Después de hacer estas observaciones, fue a la cocina, donde estaba la criada preparando los trastos para el día siguiente. Era tan hacendosa y tan corrida en el oficio, que la misma doña Lupe se sorprendía de verla trabajar, porque despachaba las cosas en un decir Jesús, sin atropellarse. Pero a Fortunata le era antipática por aquella amabilidad empalagosa tras de la cual vislumbraba la traición.

«Patricia—le dijo su ama, afectando una curiosidad indiferente—. ¿Sabe usted qué gente es esa del cuarto de al lado?».

—Señorita—replicó la criada sin dejarla concluir—; como estoy aquí desde el día antes de salir usted del convento, ya conozco a toda la vecindad... ¿sabe? En ese cuarto vive una señora muy fina que la llaman doña Cirila. Su marido es no sé qué del tren. Tiene una gorra con galones y letras. Esta noche, cuando bajé por las bujías, me encontré a la vecina en la tienda y me preguntó por el señorito. Dijo que cualquier cosa que se ofreciera... ¿sabe? Es muy amable. Ayer entró aquí a ver la casa, y yo pasé a la suya... Dice que tiene muchas ganas de hacerle a usted la visita.

—¡A mí!—replicó Fortunata sentándose en la silla de la cocina, junto a la mesa de pino blanco—. ¡Qué confianzudo está el tiempo! Y usted, ¿para qué se ha metido allá, sin más ni más?... ¿Qué sabía usted si a mí me gustaba o no me gustaba entrar en relaciones...?

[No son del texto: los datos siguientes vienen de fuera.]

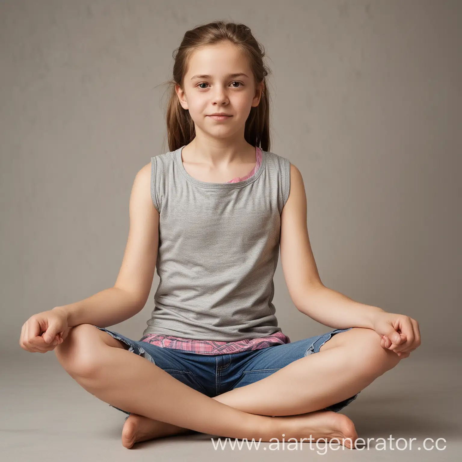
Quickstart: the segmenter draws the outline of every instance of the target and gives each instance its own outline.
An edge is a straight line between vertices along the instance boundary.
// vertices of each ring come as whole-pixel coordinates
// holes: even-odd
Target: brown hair
[[[183,109],[180,104],[175,85],[178,84],[184,88],[183,79],[188,59],[196,49],[225,40],[233,43],[247,56],[255,85],[263,82],[260,103],[256,107],[251,108],[246,121],[244,136],[246,141],[253,146],[258,146],[264,151],[269,151],[269,94],[265,78],[270,71],[263,61],[264,49],[247,26],[222,21],[198,26],[187,31],[180,46],[173,52],[173,79],[167,82],[170,87],[166,116],[170,151],[175,151],[188,144],[195,136],[194,122],[189,111]]]

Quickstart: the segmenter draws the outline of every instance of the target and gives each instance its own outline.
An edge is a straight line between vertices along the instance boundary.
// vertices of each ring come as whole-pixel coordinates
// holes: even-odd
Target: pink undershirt
[[[233,178],[227,183],[237,183],[243,181],[255,175],[261,163],[261,150],[255,148],[256,162],[255,166],[245,176]],[[226,354],[238,353],[250,350],[259,350],[273,345],[290,343],[290,339],[281,332],[276,332],[270,335],[266,335],[257,339],[246,339],[233,342],[217,341],[215,340],[196,340],[184,339],[171,335],[163,335],[158,334],[148,334],[144,335],[141,341],[163,348],[183,350],[201,354]]]

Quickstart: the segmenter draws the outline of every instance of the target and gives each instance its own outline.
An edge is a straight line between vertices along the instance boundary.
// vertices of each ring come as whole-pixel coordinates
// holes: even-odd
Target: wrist
[[[382,310],[382,308],[379,308],[378,306],[373,307],[373,309],[371,310],[369,314],[369,323],[371,329],[374,329],[377,318],[386,312],[386,311],[384,310]]]
[[[64,306],[55,306],[55,308],[51,310],[51,311],[58,311],[58,312],[61,313],[65,316],[68,324],[69,323],[69,313]]]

—Yo... señorita... calculé que...

—Nada, estoy vendida...—pensó Fortunata—, y esta mujer es el mismo demonio.

Un rato estuvo meditando, hasta que Patricia, mientras ponía los garbanzos de remojo, la sacó de su abstracción con estas mañosas palabras:

«Díjome doña Cirila que es usted muy linda, ¿sabe?... que esta mañana la vio a usted en la iglesia y que le fue muy simpática. Verá usted, cuando la trate, que también ella se deja querer. Dice que se alegrará mucho de que usted pase a su casa cuando guste... con confianza, y que de noche están jugando a la brisca hasta las doce».

—¡Que pase yo allá!... ¡yo!

—Claro... y esta noche misma puede pasar, puesto que el señorito duerme y no son más que las diez... Digo, si quiere distraerse un rato.

«¿Pero qué está usted diciendo? ¡Distraerme yo!».

Fortunata se habría dejado llevar del primer impulso de cólera, si en su alma no hubiera nacido otro impulso de tolerancia, unido a cierta relajación de conciencia. Se calló, y en aquel instante llamaron a la puerta.

«¡Llaman!... No abra usted, no abra usted» dijo con presentimiento de un cercano peligro.

—¿Por qué, señorita?... ¿A qué esos miedos...? Miraré por el ventanillo.

Y fue hacia el recibimiento. Desde la cocina oyó Fortunata cuchicheo en la puerta. Duró poco, y la criada volvió diciendo:

«Los de al lado... la misma señorita Cirila fue la que llamó. Nada; que si teníamos por casualidad azucarillos... Le he dicho que no. Me preguntó cómo seguía el señorito. Le contesté que duerme como un lirón».

Fortunata salió de la cocina sin decir nada, cejijunta y con los labios temblorosos. Fue a la alcoba y observó a su marido que dormía profundamente, pronunciando en su delirio opiáceo palabras amorosas entremezcladas con términos de farmacia: «Ídolo... De acetato de morfina, un centigramo... Cielo de mi vida... Clorhidrato de amoniaco, tres gramos... disuélvase...».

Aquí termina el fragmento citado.